Act 2: Challenge Accepted

Ann Althouse posts a follow-up post after Linda Greenhouse emails her to dispute the quote mis-attribution charge. In her email, Greenhouse cites her source for attributing the line to Kennedy: the Jeffrey Toobin book “The Nine” and her own presence in the courtroom the day the justices read the Planned Parenthood vs Casey decision 24 years earlier. She recounts Kennedy leading off with the line in question, and the stir it created in the courtroom. She asserts that the act of reading the line verifies that he was the author. She ends the email with the line “Of course you are completely free to trash my opinions and my writing style.  I would caution you against challenging my facts.”

Althouse, choosing to ignore that last part,  located the original recording of the reading of the decision. She discovers that not only did Kennedy not lead off, but neither he nor anyone else reads the line that Greenhouse so clearly remembers hearing.

The book in question does attribute the line to him, but has no named source for that information.

Part 3: We’re All a Little Wrong Sometimes, Aren’t We Though?

Confronted with the recording that shows her memory was incorrect, Greenhouse emails Althouse again, conceding that “I guess it’s fair to say that each of us was right and each of us was wrong.”
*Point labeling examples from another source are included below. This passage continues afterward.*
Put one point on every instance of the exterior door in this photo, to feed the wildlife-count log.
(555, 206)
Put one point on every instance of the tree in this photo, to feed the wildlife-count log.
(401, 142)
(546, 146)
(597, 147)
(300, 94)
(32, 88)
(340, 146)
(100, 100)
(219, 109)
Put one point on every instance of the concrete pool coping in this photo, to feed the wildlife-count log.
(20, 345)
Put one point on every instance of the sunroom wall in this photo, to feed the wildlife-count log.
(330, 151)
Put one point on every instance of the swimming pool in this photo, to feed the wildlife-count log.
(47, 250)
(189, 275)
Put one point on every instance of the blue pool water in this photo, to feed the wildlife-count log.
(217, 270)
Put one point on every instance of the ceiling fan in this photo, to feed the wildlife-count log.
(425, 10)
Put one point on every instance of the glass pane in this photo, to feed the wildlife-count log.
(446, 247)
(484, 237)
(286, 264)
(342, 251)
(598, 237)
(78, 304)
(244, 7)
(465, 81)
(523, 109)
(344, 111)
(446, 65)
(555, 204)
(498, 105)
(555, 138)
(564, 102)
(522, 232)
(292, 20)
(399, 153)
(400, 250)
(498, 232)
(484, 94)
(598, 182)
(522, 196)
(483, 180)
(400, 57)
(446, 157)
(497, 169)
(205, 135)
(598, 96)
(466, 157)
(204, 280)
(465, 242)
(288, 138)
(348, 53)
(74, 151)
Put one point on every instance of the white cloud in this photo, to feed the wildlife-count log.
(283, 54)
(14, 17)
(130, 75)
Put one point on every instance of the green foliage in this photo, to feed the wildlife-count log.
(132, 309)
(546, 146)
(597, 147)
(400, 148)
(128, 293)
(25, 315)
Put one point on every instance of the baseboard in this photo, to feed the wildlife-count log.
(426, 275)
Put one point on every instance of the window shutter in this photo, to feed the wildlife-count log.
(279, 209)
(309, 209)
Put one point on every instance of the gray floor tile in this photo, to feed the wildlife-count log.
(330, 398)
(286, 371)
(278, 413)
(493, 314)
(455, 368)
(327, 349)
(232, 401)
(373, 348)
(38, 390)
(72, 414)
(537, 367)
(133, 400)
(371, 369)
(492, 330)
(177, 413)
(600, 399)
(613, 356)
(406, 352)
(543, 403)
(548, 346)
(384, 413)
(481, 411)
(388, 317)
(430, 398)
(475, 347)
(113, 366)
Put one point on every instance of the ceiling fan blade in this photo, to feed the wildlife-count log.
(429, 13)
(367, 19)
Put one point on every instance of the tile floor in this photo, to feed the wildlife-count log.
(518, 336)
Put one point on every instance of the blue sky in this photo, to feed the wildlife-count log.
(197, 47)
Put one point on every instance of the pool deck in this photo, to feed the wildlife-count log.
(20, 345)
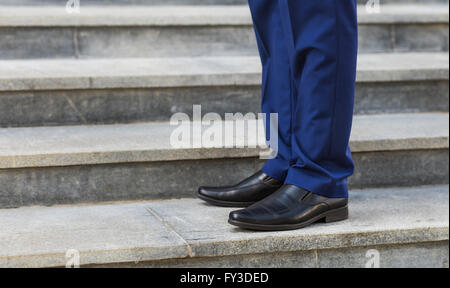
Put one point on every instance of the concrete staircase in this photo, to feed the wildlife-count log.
(85, 101)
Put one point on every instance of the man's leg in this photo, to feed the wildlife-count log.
(277, 95)
(276, 98)
(322, 50)
(322, 47)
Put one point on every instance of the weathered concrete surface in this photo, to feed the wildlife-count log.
(112, 106)
(221, 89)
(40, 237)
(111, 31)
(429, 255)
(377, 217)
(66, 74)
(183, 2)
(151, 142)
(409, 227)
(148, 181)
(192, 15)
(105, 163)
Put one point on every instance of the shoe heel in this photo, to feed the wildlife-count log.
(337, 215)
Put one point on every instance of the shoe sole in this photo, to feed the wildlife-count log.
(220, 203)
(335, 215)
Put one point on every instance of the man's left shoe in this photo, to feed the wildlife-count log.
(290, 208)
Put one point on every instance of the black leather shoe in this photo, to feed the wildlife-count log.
(244, 194)
(290, 208)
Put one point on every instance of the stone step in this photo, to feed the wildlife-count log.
(406, 227)
(168, 31)
(72, 164)
(104, 91)
(182, 2)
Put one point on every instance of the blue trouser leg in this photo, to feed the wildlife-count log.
(276, 89)
(320, 38)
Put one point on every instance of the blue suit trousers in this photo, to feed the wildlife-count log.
(308, 50)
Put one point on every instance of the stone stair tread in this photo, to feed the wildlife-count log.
(50, 16)
(195, 71)
(150, 142)
(174, 229)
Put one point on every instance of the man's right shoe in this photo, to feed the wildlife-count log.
(244, 194)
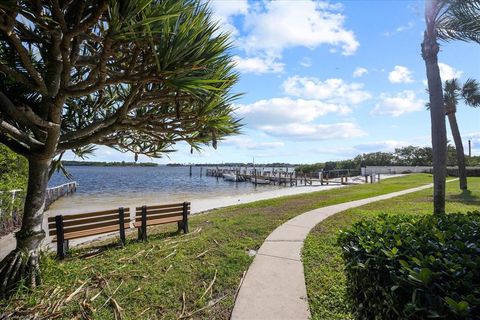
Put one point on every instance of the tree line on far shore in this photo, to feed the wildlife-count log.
(406, 156)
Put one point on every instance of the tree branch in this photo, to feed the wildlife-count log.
(24, 114)
(23, 55)
(15, 133)
(15, 146)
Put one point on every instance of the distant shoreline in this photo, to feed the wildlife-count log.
(108, 164)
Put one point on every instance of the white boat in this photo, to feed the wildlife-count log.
(261, 181)
(230, 177)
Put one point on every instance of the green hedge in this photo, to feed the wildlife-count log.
(410, 267)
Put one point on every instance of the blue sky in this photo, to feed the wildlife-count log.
(329, 80)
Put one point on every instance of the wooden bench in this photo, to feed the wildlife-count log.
(68, 227)
(161, 214)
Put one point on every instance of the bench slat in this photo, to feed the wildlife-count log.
(88, 215)
(70, 223)
(158, 221)
(92, 226)
(91, 232)
(162, 206)
(160, 211)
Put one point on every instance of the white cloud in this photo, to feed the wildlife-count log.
(343, 130)
(359, 72)
(380, 146)
(330, 90)
(274, 26)
(398, 104)
(257, 65)
(399, 29)
(283, 111)
(223, 11)
(400, 74)
(295, 118)
(448, 72)
(306, 62)
(243, 142)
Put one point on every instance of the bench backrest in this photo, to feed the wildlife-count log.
(160, 214)
(88, 224)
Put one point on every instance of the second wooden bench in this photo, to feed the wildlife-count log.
(160, 214)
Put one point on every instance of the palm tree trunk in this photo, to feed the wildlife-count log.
(430, 50)
(23, 262)
(462, 171)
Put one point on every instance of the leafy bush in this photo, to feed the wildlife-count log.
(409, 267)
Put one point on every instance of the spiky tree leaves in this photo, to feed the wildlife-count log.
(136, 76)
(453, 91)
(460, 22)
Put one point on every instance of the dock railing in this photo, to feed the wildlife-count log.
(57, 192)
(12, 202)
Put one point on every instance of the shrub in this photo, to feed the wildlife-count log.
(409, 267)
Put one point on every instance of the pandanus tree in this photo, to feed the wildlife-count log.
(453, 91)
(445, 20)
(136, 76)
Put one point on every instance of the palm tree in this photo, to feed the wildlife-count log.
(470, 94)
(136, 76)
(445, 20)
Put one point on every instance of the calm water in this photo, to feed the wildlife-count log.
(106, 186)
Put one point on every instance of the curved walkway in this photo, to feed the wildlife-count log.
(274, 286)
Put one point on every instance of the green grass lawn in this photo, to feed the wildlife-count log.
(173, 276)
(322, 259)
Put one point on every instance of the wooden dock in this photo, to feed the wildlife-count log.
(59, 191)
(280, 177)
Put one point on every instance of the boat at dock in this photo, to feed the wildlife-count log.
(260, 181)
(231, 177)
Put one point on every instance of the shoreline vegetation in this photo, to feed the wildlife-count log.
(174, 276)
(322, 256)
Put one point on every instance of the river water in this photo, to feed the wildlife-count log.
(107, 187)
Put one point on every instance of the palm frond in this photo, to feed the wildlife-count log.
(471, 93)
(460, 21)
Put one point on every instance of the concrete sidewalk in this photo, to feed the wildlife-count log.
(274, 286)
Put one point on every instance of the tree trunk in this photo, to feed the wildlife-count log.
(22, 264)
(462, 171)
(430, 50)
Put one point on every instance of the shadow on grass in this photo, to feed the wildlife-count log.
(465, 197)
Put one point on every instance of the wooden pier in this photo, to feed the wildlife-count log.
(59, 191)
(290, 177)
(279, 177)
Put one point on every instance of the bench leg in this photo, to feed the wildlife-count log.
(60, 250)
(180, 226)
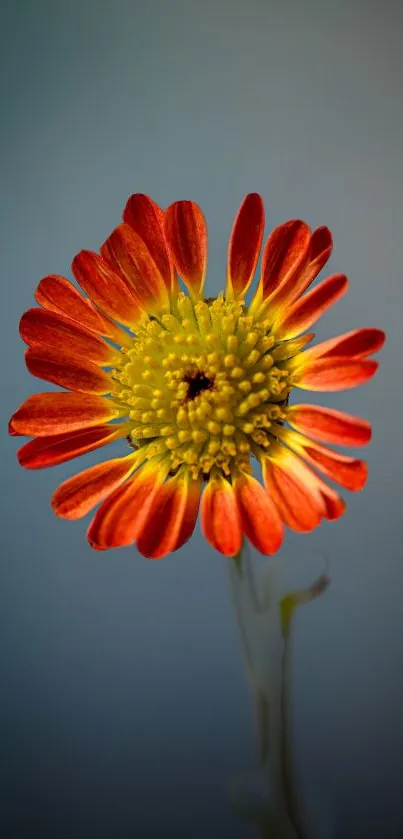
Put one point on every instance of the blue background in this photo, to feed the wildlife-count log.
(124, 707)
Althouse posts that email, along with her complete rejection of Greenhouse’s conclusion here. She (Althouse) ends her post with “I didn’t say anything that was wrong. I have a way of blogging that keeps me out of trouble like that. I don’t make assertions about things I don’t know.”

Epilogue: One of my favorite books is Mistakes Were Made (But Not By Me) by Carol Tavris1. There’s a tremendous amount of research in to how and why we rewrite memories, and the book covers a lot of those reasons. The main takeaway here though is that we all need to guard against created memories and overconfidence in our facts….ESPECIALLY if you’re going to be writing for the New York Times and PARTICULARLY if you’re challenged.

The point of who exactly wrote that original line is a minor one to many people. Kennedy was certainly involved in with the decision, so naming him as a solo author isn’t that out there. If Greenhouse had merely cited the book that mentioned the line as his, I would never have thought twice about it. However, when she cited her own vivid recollection that turned out to be completely wrong I have to imagine nearly everyone reading the saga started questioning her more seriously.

To her credit, Greenhouse did fully admit her shock at discovering her memory was incorrect. Hopefully the lesson for all of us here is to be very cautious when we rely on an emotionally charged memory, and  EXTRA cautious when we tell someone not to challenge our facts.

1. Conservative readers be warned: in the very first chapter of the book Tavris lets some pretty liberal biased statements through as fact. She cuts this out (I think) after the first chapter, but it’s really bugged at least one person I’ve recommended the book to. I think it’s worthwhile despite that, but YMMV.